The 2011 draft guidance governing when a change to a class II device should trigger a new regulatory filing was highly controversial, and Congress instructed the FDA to withdraw the document. However, Yarmela Pavlovic of the San Francisco office of Hogan Lovells told Medical Device Daily that the revised draft released in August is not only more nuanced, it also forces companies that previously may have been less than fully diligent about such matters to make the same effort as their more meticulous brethren.

The Center for Devices and Radiological Health penned a new "510(k) changes" draft in August, the second attempt to overhaul the K97 memo, which as its name suggests came into being in 1997. One of the controversies surrounding the 2011 attempt was that it seemed to ensure the agency would be swamped with a large volume of additional regulatory filings at a time when the FDA's resources were already strained.

Some who commented to the docket for the 2011 version suggested the K97 memo and the quality systems regulations would suffice to handle any concerns the agency had about industry's understanding of when a device could be altered without the need for a new 510(k) application.
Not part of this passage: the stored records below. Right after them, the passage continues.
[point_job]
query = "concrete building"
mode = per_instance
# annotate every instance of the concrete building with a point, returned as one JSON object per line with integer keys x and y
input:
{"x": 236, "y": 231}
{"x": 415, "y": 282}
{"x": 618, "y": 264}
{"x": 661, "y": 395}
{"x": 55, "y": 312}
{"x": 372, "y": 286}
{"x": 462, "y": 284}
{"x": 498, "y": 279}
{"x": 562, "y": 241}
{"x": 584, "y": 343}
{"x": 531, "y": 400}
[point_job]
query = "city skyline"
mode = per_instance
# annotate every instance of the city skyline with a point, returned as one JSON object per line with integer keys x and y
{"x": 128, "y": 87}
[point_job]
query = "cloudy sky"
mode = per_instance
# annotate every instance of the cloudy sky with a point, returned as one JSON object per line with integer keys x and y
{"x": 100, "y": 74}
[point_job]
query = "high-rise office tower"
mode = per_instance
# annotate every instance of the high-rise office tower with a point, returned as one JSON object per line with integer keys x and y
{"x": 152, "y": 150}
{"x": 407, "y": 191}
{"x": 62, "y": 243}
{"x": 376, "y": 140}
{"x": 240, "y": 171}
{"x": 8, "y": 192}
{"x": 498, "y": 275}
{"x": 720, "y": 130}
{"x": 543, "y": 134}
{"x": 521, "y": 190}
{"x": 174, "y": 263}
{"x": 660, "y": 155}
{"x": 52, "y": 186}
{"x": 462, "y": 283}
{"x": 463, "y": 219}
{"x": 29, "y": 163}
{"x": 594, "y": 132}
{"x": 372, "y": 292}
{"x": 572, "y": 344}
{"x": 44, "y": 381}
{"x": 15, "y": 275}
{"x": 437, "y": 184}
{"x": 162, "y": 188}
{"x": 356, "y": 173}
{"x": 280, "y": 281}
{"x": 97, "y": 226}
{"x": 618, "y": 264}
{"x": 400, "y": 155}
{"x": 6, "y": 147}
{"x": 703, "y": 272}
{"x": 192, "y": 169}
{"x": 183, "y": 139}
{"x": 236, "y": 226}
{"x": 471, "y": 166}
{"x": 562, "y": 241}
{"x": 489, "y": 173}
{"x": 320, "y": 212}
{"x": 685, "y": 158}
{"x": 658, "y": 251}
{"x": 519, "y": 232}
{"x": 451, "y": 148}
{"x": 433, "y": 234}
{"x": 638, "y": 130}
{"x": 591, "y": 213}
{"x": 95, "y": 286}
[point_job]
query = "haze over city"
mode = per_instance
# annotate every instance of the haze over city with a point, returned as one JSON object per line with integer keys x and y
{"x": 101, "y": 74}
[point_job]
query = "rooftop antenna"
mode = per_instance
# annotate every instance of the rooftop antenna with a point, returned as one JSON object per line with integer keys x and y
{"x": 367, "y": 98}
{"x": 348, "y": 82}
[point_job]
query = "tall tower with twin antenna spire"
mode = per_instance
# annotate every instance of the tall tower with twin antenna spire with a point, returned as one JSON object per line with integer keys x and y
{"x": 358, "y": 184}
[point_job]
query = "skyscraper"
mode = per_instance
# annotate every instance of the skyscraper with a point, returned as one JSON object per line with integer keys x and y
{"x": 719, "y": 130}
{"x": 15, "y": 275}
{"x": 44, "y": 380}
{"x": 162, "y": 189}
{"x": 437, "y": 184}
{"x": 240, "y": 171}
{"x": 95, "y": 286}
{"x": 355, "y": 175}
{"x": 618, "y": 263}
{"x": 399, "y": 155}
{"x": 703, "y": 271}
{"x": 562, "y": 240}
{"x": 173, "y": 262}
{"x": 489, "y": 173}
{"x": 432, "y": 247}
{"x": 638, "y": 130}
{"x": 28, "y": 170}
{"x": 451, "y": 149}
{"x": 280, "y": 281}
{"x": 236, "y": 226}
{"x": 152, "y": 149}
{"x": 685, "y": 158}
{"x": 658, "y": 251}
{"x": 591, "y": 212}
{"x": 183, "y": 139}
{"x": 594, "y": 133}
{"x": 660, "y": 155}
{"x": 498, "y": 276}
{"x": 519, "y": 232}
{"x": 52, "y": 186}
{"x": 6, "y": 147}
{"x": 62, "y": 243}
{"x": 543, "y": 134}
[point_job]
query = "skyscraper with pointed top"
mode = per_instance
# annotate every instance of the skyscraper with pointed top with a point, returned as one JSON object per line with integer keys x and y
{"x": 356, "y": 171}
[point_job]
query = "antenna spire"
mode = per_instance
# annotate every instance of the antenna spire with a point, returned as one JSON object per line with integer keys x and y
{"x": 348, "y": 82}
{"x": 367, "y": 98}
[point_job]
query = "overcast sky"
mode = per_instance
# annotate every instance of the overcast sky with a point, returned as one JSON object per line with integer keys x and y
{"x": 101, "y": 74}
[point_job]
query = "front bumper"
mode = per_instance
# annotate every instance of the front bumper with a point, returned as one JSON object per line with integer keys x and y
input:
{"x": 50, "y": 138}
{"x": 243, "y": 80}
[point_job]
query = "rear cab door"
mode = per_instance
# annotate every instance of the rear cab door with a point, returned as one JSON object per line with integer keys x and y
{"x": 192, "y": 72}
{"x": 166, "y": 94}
Industry lobbied Capitol Hill intensively as the discussion of the 2011 version unwound, however, and Congress responded by requiring the agency drop the document via the Food and Drug Administration Safety and Innovation Act of 2012. (See Medical Device Daily, Aug. 8, 2016.)

Pavlovic said any effect on the volume of 510(k) filings that would stem from adherence to this latest draft guidance would likely be negligible, at least from the agency's standpoint. "I do think for some manufacturers, it will increase the frequency with which they will file 510(k)s, but not nearly the extent to which" the predecessor draft would have required, she said, describing this latest iteration as "a more nuanced version of the 2011 draft," which she characterized as more of a sea change.

In the past, the FDA often seemed to take the position that more than one change to an existing 510(k) design or labeling was cause for a new filing, but there are instances in which even a single change clearly requires a new 510(k). "Some industry players weren't always doing that, so you occasionally had circumstances in which [the latest configuration of a device] looked quite different" from the existing clearance, Pavlovic observed.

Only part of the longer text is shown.